Como es natural en casos como este, algunos no desaprovecharon la oportunidad para decir que República Dominicana tampoco ha reconocido la competencia de la Corte IDH. Esto se ha debatido una y mil veces, y el artículo 62 de la Convención Americana sobre Derechos Humanos (CADH) nos da la solución: La competencia de la Corte se reconoce sin convención especial. De ahí que es perfectamente convencional y constitucional el instrumento mediante el cual el presidente Leonel Fernández reconoció la misma.
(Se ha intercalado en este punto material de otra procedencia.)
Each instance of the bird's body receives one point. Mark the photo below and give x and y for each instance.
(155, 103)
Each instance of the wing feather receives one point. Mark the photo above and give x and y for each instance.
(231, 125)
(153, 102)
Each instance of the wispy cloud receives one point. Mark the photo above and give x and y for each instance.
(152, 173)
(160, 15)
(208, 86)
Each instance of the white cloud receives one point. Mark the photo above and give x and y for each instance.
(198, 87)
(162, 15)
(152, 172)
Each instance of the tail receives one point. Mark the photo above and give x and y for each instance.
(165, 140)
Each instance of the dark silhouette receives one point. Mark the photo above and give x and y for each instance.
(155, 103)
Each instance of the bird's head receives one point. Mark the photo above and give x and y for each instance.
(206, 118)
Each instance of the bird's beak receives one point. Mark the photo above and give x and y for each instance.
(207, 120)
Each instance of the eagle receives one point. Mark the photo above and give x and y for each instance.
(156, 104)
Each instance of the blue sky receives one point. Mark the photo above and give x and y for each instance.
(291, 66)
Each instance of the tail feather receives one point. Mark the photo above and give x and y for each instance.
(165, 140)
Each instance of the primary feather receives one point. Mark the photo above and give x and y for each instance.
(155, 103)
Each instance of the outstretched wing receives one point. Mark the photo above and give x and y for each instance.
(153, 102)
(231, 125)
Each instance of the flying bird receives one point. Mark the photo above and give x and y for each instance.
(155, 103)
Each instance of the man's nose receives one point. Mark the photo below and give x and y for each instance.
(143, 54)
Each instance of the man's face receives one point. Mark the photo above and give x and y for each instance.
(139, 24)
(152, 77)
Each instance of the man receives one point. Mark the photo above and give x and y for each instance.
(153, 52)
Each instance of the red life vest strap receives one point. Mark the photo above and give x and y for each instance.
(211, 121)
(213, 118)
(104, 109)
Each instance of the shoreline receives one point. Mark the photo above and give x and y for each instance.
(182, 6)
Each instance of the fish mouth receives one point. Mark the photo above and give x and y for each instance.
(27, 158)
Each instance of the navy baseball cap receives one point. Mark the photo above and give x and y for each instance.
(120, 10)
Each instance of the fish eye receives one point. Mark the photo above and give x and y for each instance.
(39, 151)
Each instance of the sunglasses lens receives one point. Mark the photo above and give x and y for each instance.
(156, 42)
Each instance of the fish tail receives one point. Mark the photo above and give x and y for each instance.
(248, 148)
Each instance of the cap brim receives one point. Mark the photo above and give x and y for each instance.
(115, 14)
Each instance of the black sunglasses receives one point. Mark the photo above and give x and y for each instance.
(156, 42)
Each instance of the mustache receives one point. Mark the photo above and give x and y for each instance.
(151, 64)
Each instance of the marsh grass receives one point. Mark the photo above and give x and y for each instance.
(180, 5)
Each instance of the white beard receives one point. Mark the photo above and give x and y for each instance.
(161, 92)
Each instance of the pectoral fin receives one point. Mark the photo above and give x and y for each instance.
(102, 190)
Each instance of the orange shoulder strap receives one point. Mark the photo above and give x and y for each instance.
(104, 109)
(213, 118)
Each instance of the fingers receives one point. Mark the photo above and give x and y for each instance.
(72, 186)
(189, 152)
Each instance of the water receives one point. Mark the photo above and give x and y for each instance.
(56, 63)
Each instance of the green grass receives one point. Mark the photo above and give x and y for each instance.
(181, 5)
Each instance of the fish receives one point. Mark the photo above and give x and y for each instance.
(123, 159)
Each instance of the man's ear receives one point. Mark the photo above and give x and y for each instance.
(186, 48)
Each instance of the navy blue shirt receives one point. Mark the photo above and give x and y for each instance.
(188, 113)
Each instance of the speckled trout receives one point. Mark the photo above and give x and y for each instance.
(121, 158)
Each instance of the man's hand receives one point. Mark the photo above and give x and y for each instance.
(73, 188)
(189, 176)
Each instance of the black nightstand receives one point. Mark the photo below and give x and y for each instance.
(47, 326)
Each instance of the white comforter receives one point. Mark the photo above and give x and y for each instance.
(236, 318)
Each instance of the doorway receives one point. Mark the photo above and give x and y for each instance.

Esto ha sido reconocido por el Tribunal Constitucional dominicano, que en la página 11 de su sentencia TC/0084/13 afirmó que las decisiones de la Corte IDH son vinculantes para el Estado dominicano. Lo que es más, en la página 18 de su sentencia TC/0136/13 el Tribunal proclama que República Dominicana “aceptó la competencia de la Corte Interamericana de Derechos Humanos como órgano consultivo y contencioso, el veinticinco (25) de marzo de mil novecientos noventa y nueve (1999)”. No debe extrañar que así sea, a pesar de la disconformidad del Tribunal Constitucional con algunas decisiones de la Corte IDH. Contrario a lo que expresan los extremistas, los jueces del Tribunal saben que una cosa es estar en desacuerdo con una sentencia –sea esta la TC/0168/13 o Yean y Bosico, y otra muy distinta es pretender anular un órgano jurisdiccional.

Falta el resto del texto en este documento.